Solarion examined the crutch with great attention.

“I don’t think you know what a valuable stick this is,” he said at length, returning it to the owner. “There are fairies in Ireland, you know; and when they gave this blackthorn to your father, they endowed it with a power to do wonderful things. It’s a fairy wand, and it will make itself into anything you want—a sword, a horse, a pair of wings, or an air-ship, for instance. All you have to do is rub one or another of these little knobs, and make your wish. If you want to go to Tor, it can carry you there easily; and then, if you find it necessary to fight Torpeon, I dare say you could surprise him as much as I surprised that beast just now. That’s what comes, you see, of having only one leg!”

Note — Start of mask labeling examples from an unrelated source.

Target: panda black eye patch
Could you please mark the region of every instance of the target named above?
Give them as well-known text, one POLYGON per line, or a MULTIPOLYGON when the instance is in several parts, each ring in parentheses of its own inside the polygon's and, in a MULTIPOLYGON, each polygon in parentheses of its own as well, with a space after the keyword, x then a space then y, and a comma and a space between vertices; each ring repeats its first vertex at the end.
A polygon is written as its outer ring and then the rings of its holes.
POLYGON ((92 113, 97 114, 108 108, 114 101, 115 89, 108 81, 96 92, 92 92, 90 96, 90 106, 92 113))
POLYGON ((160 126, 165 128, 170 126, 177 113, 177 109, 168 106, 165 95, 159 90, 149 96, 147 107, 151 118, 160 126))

Jim looked at his old familiar staff with new respect. It appeared the same as ever; but great gifts often go humbly clad.

“Say, mister, dat’s goin’ some! Yer ain’t stringin’ me, is yer?”

“We receive only what belongs to us,” returned Solarion, laying a hand on the boy’s head. “You are among friends, and you’ve earned their friendship. Good-by for the present, and good fortune!”

The light grew brighter than ever; but when Jim looked up, he was alone.